Problem 6. Is it worth it? Andy is always looking for ways to make money fast. Lately, he has been trying to make money by gambling. Here is the game he is considering playing: The game costs 2 dollars to play. He draws a card from a deck. If he gets a number card (2-10), he wins nothing. For any face card (jack, queen or king), he wins 3 dollars. For any ace, he wins 5 dollars and he wins an extra $20 if he draws the ace of clubs.

# (a) Create a probability model and find Andy's expected profit per game.
deck <- 52 # a deck has 52 cards
numCard <- 9*4/deck # prob of drawing a number card (2-10)
faceCard <- 3*4/deck # prob of drawing a face card
aceCard <- 3/deck # prob of drawing an ace except for ace of clubs
clubAce <- 1/deck # prob of drawing the ace of clubs

profit <- 0*numCard + 3*faceCard + 5*aceCard + (5+20)*clubAce - 2
paste("Andy's expected profit per game is $", round(profit,2))
## [1] "Andy's expected profit per game is $ -0.54"
# (b) Would you recommend this game to Andy as a good way to make money? Explain.
ifelse(profit>0, "I'd recommend this game to Andy because its expected profit is positive. He could've made some money out of it.", "I'd not recommend this game to Andy because its expected profit is negative. He could've lost money.")
## [1] "I'd not recommend this game to Andy because its expected profit is negative. He could've lost money."

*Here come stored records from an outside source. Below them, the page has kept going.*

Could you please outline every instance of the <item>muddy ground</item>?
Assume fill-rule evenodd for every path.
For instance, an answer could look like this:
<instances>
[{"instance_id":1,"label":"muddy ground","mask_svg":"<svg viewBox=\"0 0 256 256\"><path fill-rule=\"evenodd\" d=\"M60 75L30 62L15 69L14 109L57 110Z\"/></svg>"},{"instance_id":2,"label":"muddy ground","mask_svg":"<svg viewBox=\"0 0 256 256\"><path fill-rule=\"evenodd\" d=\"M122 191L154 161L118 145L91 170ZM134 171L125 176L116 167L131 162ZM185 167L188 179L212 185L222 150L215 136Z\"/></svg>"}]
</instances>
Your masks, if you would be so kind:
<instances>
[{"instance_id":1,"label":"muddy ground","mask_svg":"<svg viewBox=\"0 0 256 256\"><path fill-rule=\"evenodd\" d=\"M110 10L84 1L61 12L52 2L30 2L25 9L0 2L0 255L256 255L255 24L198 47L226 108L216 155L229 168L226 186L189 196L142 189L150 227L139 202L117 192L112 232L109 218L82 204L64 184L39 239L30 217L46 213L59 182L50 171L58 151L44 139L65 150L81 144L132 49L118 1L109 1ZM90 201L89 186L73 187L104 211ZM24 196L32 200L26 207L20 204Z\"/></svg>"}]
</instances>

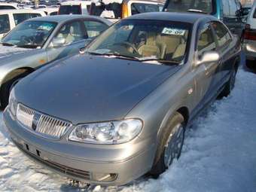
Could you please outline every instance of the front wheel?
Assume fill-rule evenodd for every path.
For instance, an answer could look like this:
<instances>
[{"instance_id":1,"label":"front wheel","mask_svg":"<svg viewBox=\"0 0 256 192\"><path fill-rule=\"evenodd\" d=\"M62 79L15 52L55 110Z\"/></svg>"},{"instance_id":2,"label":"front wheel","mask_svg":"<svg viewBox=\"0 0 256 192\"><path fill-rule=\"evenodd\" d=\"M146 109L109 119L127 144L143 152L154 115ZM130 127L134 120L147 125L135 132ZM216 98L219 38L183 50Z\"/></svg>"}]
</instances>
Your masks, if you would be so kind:
<instances>
[{"instance_id":1,"label":"front wheel","mask_svg":"<svg viewBox=\"0 0 256 192\"><path fill-rule=\"evenodd\" d=\"M151 175L157 178L166 171L175 159L181 156L184 139L184 120L183 116L175 112L163 131L157 151Z\"/></svg>"}]
</instances>

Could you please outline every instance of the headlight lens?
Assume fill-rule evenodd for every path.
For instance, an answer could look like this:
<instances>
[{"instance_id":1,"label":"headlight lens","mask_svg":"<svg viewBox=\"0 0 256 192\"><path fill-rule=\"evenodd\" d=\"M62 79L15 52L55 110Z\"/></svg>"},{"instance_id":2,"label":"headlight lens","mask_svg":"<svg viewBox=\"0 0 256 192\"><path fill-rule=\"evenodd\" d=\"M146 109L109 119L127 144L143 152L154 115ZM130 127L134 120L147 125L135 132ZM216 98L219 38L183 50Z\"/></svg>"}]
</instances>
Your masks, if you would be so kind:
<instances>
[{"instance_id":1,"label":"headlight lens","mask_svg":"<svg viewBox=\"0 0 256 192\"><path fill-rule=\"evenodd\" d=\"M142 122L129 119L77 126L69 134L70 141L95 144L120 144L127 142L139 135Z\"/></svg>"},{"instance_id":2,"label":"headlight lens","mask_svg":"<svg viewBox=\"0 0 256 192\"><path fill-rule=\"evenodd\" d=\"M17 106L17 102L16 100L15 95L14 95L14 89L12 89L12 90L10 93L10 96L9 96L8 108L12 115L14 115L14 117L16 116Z\"/></svg>"}]
</instances>

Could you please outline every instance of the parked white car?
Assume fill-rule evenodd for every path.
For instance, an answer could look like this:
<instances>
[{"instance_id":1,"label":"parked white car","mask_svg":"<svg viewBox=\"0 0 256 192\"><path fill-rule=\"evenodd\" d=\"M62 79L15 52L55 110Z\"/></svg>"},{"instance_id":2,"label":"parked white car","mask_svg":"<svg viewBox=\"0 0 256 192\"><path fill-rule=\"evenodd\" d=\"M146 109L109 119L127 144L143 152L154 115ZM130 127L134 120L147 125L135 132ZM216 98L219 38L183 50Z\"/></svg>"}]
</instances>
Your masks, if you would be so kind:
<instances>
[{"instance_id":1,"label":"parked white car","mask_svg":"<svg viewBox=\"0 0 256 192\"><path fill-rule=\"evenodd\" d=\"M17 25L24 20L46 16L45 13L37 10L5 10L0 11L0 39Z\"/></svg>"},{"instance_id":2,"label":"parked white car","mask_svg":"<svg viewBox=\"0 0 256 192\"><path fill-rule=\"evenodd\" d=\"M17 3L0 3L0 10L19 9Z\"/></svg>"},{"instance_id":3,"label":"parked white car","mask_svg":"<svg viewBox=\"0 0 256 192\"><path fill-rule=\"evenodd\" d=\"M60 4L59 14L89 14L90 1L69 1Z\"/></svg>"},{"instance_id":4,"label":"parked white car","mask_svg":"<svg viewBox=\"0 0 256 192\"><path fill-rule=\"evenodd\" d=\"M59 8L38 8L37 11L44 11L47 16L56 15L58 14Z\"/></svg>"},{"instance_id":5,"label":"parked white car","mask_svg":"<svg viewBox=\"0 0 256 192\"><path fill-rule=\"evenodd\" d=\"M247 60L256 59L256 2L248 15L243 35L243 50ZM256 66L256 64L255 64Z\"/></svg>"}]
</instances>

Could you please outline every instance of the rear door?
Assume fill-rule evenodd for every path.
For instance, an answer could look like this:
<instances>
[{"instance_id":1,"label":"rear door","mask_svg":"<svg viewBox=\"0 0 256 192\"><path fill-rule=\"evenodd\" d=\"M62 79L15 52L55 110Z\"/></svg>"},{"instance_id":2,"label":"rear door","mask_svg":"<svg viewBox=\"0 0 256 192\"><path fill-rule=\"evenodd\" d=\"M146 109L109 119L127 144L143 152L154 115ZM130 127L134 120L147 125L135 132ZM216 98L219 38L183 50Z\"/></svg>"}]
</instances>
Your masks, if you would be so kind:
<instances>
[{"instance_id":1,"label":"rear door","mask_svg":"<svg viewBox=\"0 0 256 192\"><path fill-rule=\"evenodd\" d=\"M211 24L217 39L218 48L216 50L221 58L218 69L219 72L216 78L218 89L220 89L230 76L230 72L235 62L233 56L236 49L233 48L234 45L231 44L232 36L224 25L218 21L213 21Z\"/></svg>"},{"instance_id":2,"label":"rear door","mask_svg":"<svg viewBox=\"0 0 256 192\"><path fill-rule=\"evenodd\" d=\"M197 58L200 59L204 53L216 50L217 44L214 38L210 23L201 25L199 29L197 50ZM202 63L195 66L197 73L197 103L200 103L196 111L200 111L217 93L217 77L218 75L218 62Z\"/></svg>"},{"instance_id":3,"label":"rear door","mask_svg":"<svg viewBox=\"0 0 256 192\"><path fill-rule=\"evenodd\" d=\"M81 20L73 20L62 25L55 34L47 49L49 62L78 53L87 39L84 25ZM56 46L54 41L63 41Z\"/></svg>"},{"instance_id":4,"label":"rear door","mask_svg":"<svg viewBox=\"0 0 256 192\"><path fill-rule=\"evenodd\" d=\"M0 15L0 39L11 30L10 17L8 14Z\"/></svg>"},{"instance_id":5,"label":"rear door","mask_svg":"<svg viewBox=\"0 0 256 192\"><path fill-rule=\"evenodd\" d=\"M232 33L240 36L242 31L242 17L238 15L240 4L237 0L222 0L222 5L223 22Z\"/></svg>"}]
</instances>

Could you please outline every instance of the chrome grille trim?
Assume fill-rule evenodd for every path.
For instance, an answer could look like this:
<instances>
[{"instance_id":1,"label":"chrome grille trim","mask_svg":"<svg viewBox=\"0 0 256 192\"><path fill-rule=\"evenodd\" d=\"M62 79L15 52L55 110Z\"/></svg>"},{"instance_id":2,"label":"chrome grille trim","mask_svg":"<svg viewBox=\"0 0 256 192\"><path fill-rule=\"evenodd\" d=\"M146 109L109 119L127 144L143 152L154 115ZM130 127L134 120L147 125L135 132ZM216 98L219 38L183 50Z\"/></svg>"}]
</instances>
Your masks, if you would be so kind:
<instances>
[{"instance_id":1,"label":"chrome grille trim","mask_svg":"<svg viewBox=\"0 0 256 192\"><path fill-rule=\"evenodd\" d=\"M60 139L72 126L69 122L41 114L20 103L18 104L17 118L30 131L42 133L50 139Z\"/></svg>"}]
</instances>

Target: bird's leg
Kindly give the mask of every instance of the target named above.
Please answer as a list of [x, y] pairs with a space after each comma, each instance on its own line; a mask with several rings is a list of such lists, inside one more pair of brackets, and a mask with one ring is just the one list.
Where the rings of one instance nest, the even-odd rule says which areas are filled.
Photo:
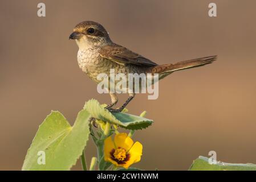
[[128, 99], [126, 100], [125, 102], [124, 102], [124, 104], [121, 107], [120, 107], [118, 109], [109, 108], [109, 109], [108, 109], [108, 110], [109, 111], [111, 111], [111, 112], [112, 112], [112, 113], [120, 113], [120, 112], [121, 112], [122, 110], [124, 110], [124, 109], [126, 107], [126, 106], [129, 104], [129, 102], [130, 102], [130, 101], [131, 100], [132, 100], [132, 99], [134, 98], [135, 96], [135, 93], [130, 94], [130, 96], [129, 96]]
[[89, 119], [89, 123], [90, 123], [91, 125], [94, 125], [94, 126], [95, 127], [97, 127], [97, 126], [95, 125], [96, 125], [96, 119], [95, 118], [91, 117]]
[[118, 98], [116, 97], [116, 94], [115, 93], [109, 93], [110, 97], [111, 97], [111, 104], [108, 105], [105, 109], [109, 109], [113, 107], [114, 105], [117, 103]]

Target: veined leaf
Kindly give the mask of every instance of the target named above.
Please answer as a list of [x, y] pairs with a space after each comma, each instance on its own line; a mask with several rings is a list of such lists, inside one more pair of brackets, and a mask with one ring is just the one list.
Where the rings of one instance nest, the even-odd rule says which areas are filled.
[[190, 171], [255, 171], [256, 165], [253, 164], [231, 164], [216, 162], [210, 164], [209, 158], [200, 156], [194, 160]]
[[[80, 111], [72, 127], [60, 112], [52, 111], [40, 125], [27, 151], [22, 170], [70, 169], [88, 140], [90, 117], [86, 110]], [[38, 163], [42, 152], [45, 154], [45, 164]]]
[[84, 109], [99, 120], [109, 122], [129, 130], [140, 130], [151, 125], [153, 121], [139, 116], [124, 113], [110, 113], [99, 102], [92, 99], [86, 103]]

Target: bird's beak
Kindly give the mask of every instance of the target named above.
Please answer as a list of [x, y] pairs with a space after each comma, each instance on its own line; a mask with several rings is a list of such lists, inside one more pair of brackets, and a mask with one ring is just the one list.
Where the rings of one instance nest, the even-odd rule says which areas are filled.
[[83, 36], [83, 34], [78, 32], [74, 32], [70, 35], [70, 39], [79, 39]]

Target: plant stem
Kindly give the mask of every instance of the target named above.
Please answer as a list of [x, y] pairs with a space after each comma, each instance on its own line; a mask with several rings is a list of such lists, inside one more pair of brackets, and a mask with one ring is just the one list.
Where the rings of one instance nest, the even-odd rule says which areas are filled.
[[[147, 114], [147, 111], [144, 111], [143, 112], [141, 113], [141, 114], [140, 114], [140, 117], [145, 117], [145, 115], [146, 115], [146, 114]], [[135, 132], [135, 130], [131, 131], [129, 133], [128, 136], [131, 137], [131, 138], [132, 137], [132, 136], [133, 136], [133, 134], [134, 134]]]
[[83, 170], [87, 171], [87, 167], [86, 167], [86, 156], [84, 155], [84, 150], [83, 151], [83, 153], [82, 154], [81, 163], [82, 163], [82, 166], [83, 167]]
[[107, 122], [105, 126], [105, 130], [104, 130], [104, 134], [105, 136], [107, 136], [109, 133], [110, 130], [110, 123]]

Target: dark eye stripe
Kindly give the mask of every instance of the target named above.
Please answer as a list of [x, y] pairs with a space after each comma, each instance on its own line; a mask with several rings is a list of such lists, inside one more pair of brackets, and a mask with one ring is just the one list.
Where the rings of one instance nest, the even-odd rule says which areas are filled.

Problem 7. Scooping ice cream. Ice cream usually comes in 1.5 quart boxes (48 fluid ounces), and ice cream scoops hold about 2 ounces. However, there is some variability in the amount of ice cream in a box as well as the amount of ice cream scooped out. We represent the amount of ice cream in the box as X and the amount scooped out as Y . Suppose these random variables have the following means, standard deviations, and variances:

mymat3=matrix(c(48,1,1, 2,.25,.0625), nrow=2, byrow=TRUE)
colnames(mymat3)=c("mean", "SD", "Var")
rownames(mymat3)=c("X, In Box","Y, Scooped")
mymat3
##            mean   SD    Var
## X, In Box    48 1.00 1.0000
## Y, Scooped    2 0.25 0.0625
# (a) An entire box of ice cream, plus 3 scoops from a second box is served at a party. How much ice cream do you expect to have been served at this party? What is the standard deviation of the amount of ice cream served?
paste("I expect", 48+3*2, "ounces of ice cream have been served at this party.")
## [1] "I expect 54 ounces of ice cream have been served at this party."
paste("The standard deviation of the amount of ice cream served is", round(sqrt(1+.0625*3),4))
## [1] "The standard deviation of the amount of ice cream served is 1.0897"
# (b) How much ice cream would you expect to be left in the box after scooping out one scoop of ice cream? That is, find the expected value of X ??? Y . What is the standard deviation of the amount left in the box?
paste("I expect", 48-2, "ounces of ice cream left in the box after scooping out one scoop.")
## [1] "I expect 46 ounces of ice cream left in the box after scooping out one scoop."
paste("The standard deviation of the amount left in the box is", round(sqrt(1+0.0625),4))
## [1] "The standard deviation of the amount left in the box is 1.0308"
# (c) Using the context of this exercise, explain why we add variances when we subtract one random variable from another.
print("We add variances when we subtract Y from X because each change in the box(scoop out or scoop in ice cream) is going to affect the stability and thus add more variance to the whole.")
## [1] "We add variances when we subtract Y from X because each change in the box(scoop out or scoop in ice cream) is going to affect the stability and thus add more variance to the whole."